Je suis professeur à la Faculté des Sciences de l'Information de l'Université Complutense de Madrid. Cette semaine, à l'approche de la fin d'un premier trimestre chargé, nous ferons grève pour deux jours. Dans ma faculté, la plupart des médias espagnols n'ont pas accès à cause du manque de budget, encore moins à des titres comme ou . Dans mon bureau il fait froid en hiver et chaud en été malgré la climatisation qui n'est pas adaptée au cloisonnement actuel, en place depuis des décennies. Les collections de la bibliothèque deviennent vétustes au rythme du temps à cause du désespoir de ses professionnels assidus, les stores des salles de classe sont définitivement endommagés. Depuis la semaine dernière, le service d'assistance téléphonique aux enseignants pour des problèmes informatiques est supprimé pour des raisons économiques. Je pourrais continuer encore et encore sans parler de nos salaires. Les universités publiques de la Communauté de Madrid, toutes, s'arrêtent parce que ceux qui gouvernent étouffent le public. Et un changement urgent de mentalité est nécessaire.

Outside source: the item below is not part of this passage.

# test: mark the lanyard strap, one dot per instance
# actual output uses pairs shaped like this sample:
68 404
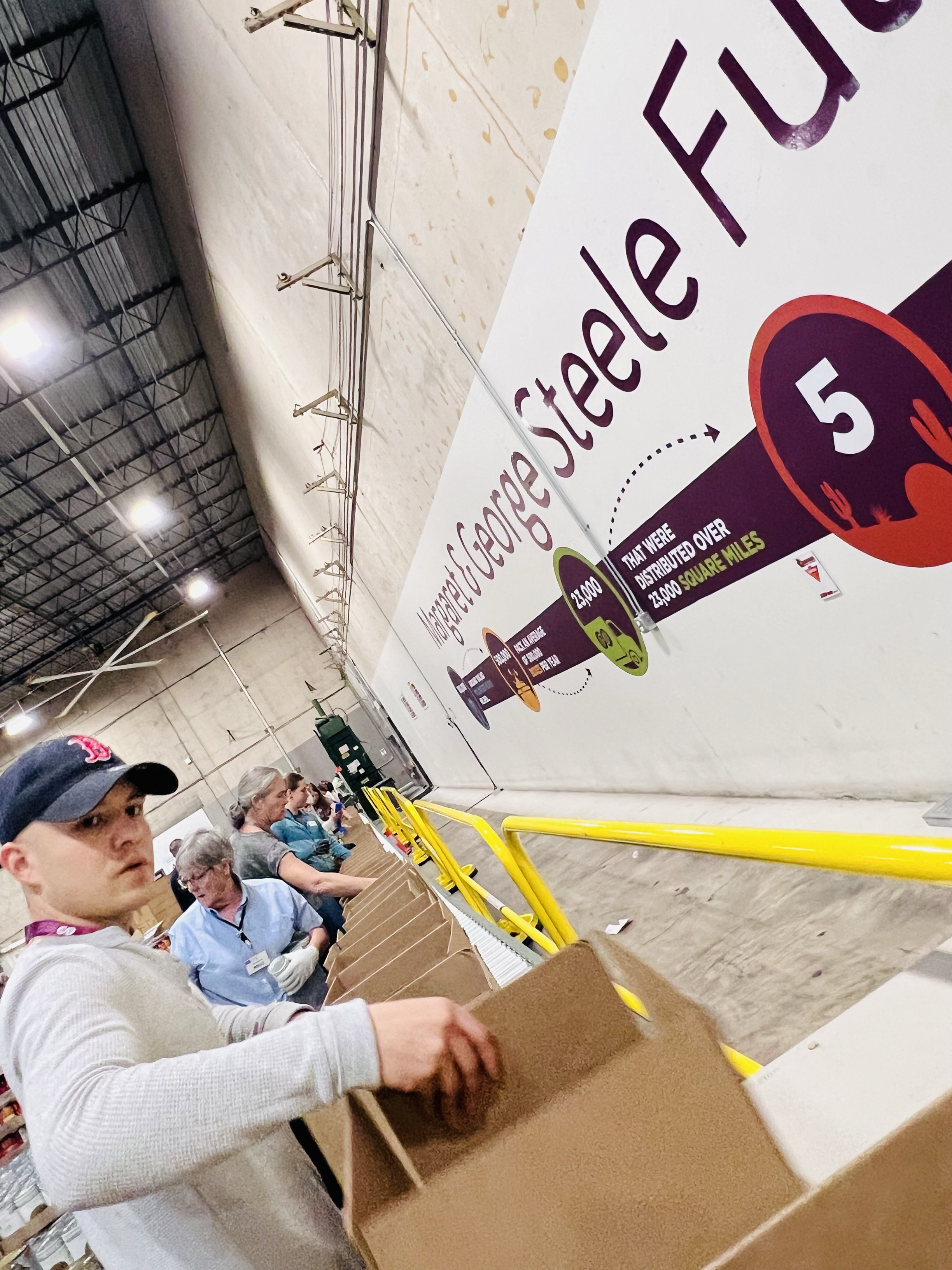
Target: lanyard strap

Andreu Castellet Homet. Madrid
Violences institutionnelles
Ce 25 novembre, nous remplirons à nouveau les rues et les places pour dénoncer les violences sexistes. Mais il en est une qui est souvent passée sous silence : la violence sexiste institutionnelle. C'est celui qui apparaît lorsque ceux qui devraient nous protéger ne nous écoutent pas, ne nous croient pas ou ne nous blâment pas ; quand les espaces d’accompagnement et de justice finissent par re-victimiser les femmes et les mineurs. Il est donc essentiel de donner une voix à cette réalité et de renforcer des outils comme l'Observatoire des violences institutionnelles sexistes, qui recueille les témoignages pour les convertir en preuves collectives, rendre visibles ces erreurs et faire pression sur l'État pour qu'il assume ses responsabilités. Ce 25-N, on rappelle qu'éradiquer les violences faites aux femmes, c'est aussi garantir qu'aucune institution ne reproduise ce qu'elle prétend combattre. Parce que ce qui ne nous protège pas nous viole aussi.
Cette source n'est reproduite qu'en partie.